Nella notte tra il 30 ed il 31 ottobre alcune pattuglie italiane scesero in Valparola e si scontrarono con un reparto austriaco che si stava preparando per un attacco, infatti non reagì alle fucilate ed alle bombe italiane. Verso le 6.20 un razzo lanciato dalla vetta del Piccolo Lagazuoi verso il Sasso di Stria segnala l'inizio dell'attacco; come prima azione si fecero rotolare sassi inframmezzati da bombe SIPE senza fermagli di sicurezza poi anche ordigni di ghisa pieni di esplosivo e barilotti contenenti 20 Kg di cartucce esplosive con le micce accese. Una batteria di 3 obici da 240 dietro il passo di Valparola aprì il fuoco con proiettili a gas. Le linee italiane vennero sconvolte (saltarono anche i 3 cannoni finti) ed all'inizio dell' attacco austriaco risultava in esercizio solo una mitragliatrice. L'artiglieria italiana non intervenne scatenando le proteste dello stesso magg. Martini. "L'arma più pericolosa per gli occupanti [gli italiani, ndr], e nello stesso tempo la più difficile da controbattere, era una mitragliatrice appostata sulla sommità del canalone di Andraz, alle nostre spalle, a meno di 150 metri dal punto centrale della cengia. Nei suoi confronti, risultò vana la reazione di alcuni fucilieri e quella d'una mitragliatrice, che fu subito crivellata da proiettili e messi fuori combattimento i suoi serventi. Più tardi (precisamente verso le ore 7.30), quando fu costretta a esporsi in parte per controbattere un nuovo bersaglio, venne quasi subito ridotta al silenzio dal fuoco incrociato del comandante di battaglione e del tenente Gino Cossu del 59° rgt. fanteria, ai quali si aggiunsero poi altri ufficiali e alpini."

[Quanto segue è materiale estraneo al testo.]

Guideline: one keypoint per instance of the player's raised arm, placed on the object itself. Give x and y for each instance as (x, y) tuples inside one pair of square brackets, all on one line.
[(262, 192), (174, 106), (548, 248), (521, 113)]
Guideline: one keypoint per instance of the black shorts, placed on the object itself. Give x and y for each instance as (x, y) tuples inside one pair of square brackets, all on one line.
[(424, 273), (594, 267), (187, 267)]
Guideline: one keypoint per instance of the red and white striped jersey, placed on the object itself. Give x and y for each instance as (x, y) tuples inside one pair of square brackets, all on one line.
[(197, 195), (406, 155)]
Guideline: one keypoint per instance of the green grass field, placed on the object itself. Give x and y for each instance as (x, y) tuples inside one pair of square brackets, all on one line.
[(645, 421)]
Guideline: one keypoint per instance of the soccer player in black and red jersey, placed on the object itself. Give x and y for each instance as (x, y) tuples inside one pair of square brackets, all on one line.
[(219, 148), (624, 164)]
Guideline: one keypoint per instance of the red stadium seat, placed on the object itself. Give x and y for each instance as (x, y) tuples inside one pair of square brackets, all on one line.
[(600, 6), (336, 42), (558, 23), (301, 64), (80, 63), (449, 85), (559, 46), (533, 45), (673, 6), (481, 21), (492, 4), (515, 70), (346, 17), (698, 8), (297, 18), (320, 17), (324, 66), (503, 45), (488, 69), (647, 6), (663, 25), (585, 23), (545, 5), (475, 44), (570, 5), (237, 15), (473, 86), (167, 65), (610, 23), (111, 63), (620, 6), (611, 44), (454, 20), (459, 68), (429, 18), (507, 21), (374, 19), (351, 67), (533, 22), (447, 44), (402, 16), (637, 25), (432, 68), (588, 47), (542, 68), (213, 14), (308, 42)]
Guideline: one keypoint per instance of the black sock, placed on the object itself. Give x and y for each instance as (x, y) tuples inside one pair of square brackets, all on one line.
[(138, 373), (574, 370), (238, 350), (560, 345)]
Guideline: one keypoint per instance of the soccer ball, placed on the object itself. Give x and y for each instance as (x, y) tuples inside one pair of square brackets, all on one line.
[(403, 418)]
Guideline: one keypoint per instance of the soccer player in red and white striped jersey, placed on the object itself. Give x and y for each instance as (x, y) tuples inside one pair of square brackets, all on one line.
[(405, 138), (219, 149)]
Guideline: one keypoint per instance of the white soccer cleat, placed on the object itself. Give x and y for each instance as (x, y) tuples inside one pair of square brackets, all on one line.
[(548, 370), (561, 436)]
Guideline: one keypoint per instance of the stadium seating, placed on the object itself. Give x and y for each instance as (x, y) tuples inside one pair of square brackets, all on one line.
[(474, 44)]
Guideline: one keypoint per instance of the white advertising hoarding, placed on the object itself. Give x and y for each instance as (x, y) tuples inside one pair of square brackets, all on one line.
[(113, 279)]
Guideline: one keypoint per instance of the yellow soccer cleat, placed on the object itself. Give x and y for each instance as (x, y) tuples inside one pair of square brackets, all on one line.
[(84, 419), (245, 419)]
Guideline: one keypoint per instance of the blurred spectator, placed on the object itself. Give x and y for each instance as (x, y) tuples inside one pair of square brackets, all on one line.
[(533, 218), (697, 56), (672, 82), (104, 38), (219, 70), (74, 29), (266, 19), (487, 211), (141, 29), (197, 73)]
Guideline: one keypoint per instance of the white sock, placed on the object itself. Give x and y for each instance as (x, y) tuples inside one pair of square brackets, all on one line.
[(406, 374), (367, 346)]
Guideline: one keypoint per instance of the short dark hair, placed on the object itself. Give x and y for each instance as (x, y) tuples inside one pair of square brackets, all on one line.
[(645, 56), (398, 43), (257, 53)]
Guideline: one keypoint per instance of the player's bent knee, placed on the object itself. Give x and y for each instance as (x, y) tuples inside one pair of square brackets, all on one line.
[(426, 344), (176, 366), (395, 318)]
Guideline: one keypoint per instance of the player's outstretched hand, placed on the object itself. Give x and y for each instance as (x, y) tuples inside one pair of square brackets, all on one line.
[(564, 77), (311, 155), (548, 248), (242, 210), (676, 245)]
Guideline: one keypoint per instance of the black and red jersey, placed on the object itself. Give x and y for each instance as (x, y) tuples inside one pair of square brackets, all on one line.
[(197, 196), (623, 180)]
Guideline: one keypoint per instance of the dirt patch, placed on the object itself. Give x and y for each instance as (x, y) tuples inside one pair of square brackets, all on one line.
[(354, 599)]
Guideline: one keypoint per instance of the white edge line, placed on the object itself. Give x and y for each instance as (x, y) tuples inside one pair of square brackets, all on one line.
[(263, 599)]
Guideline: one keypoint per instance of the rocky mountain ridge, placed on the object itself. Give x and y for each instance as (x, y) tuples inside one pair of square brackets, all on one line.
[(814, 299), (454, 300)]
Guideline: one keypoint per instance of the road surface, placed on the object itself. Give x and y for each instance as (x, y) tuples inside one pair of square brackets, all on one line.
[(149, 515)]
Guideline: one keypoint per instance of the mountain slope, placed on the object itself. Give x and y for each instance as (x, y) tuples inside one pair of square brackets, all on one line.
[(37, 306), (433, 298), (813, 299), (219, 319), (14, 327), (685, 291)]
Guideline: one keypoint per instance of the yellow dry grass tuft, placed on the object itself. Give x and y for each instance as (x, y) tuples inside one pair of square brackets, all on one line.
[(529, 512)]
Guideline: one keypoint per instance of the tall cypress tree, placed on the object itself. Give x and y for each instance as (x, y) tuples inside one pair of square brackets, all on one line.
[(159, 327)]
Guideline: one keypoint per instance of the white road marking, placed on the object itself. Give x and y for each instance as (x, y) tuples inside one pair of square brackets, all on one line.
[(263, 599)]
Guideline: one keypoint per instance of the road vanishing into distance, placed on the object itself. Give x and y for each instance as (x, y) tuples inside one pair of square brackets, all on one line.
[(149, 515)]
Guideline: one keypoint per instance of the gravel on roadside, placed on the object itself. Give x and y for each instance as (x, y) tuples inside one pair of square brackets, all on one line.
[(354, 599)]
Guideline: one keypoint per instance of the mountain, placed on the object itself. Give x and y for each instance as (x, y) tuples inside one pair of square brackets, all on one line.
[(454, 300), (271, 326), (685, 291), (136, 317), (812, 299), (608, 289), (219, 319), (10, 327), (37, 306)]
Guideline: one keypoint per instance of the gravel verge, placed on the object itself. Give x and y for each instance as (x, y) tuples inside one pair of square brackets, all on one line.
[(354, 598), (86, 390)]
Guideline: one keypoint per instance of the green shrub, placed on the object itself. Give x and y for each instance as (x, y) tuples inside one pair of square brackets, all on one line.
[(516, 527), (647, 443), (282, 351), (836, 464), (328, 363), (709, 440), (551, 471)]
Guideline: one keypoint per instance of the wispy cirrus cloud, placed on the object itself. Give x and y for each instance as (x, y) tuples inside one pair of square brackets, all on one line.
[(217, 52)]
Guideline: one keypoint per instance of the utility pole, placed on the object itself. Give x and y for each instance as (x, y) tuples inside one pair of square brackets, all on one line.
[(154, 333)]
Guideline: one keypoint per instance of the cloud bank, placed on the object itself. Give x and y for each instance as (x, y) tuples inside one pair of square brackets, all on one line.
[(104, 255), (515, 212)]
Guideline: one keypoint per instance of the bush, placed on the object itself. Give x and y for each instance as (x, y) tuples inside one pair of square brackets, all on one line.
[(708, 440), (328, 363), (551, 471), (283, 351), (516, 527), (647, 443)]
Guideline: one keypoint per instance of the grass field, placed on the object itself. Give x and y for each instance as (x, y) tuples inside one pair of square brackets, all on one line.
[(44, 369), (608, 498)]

Ma verso le 12 la situazione volse a favore degli italiani; la sezione mitragliatrici "La Sarda" iniziò a sparare contro gli austriaci ammassati in Valparola creando una gran confusione. Solo verso sera gli animi si placarono. I difensori della cengia contarono 5 morti e 28 feriti, che vennero affidati alle cure dei tenenti medici Tosi (228ª) e Luciani (106ª).

L'11 novembre un nuovo attacco, sempre agli ordini del cap. Kulka si concluse con un nulla di fatto. Dopo questo attacco subentrò in zona una relativa calma interrotta solo dai tiri di artiglieria e dalle mitragliatrici appostate sul Sasso di Stria.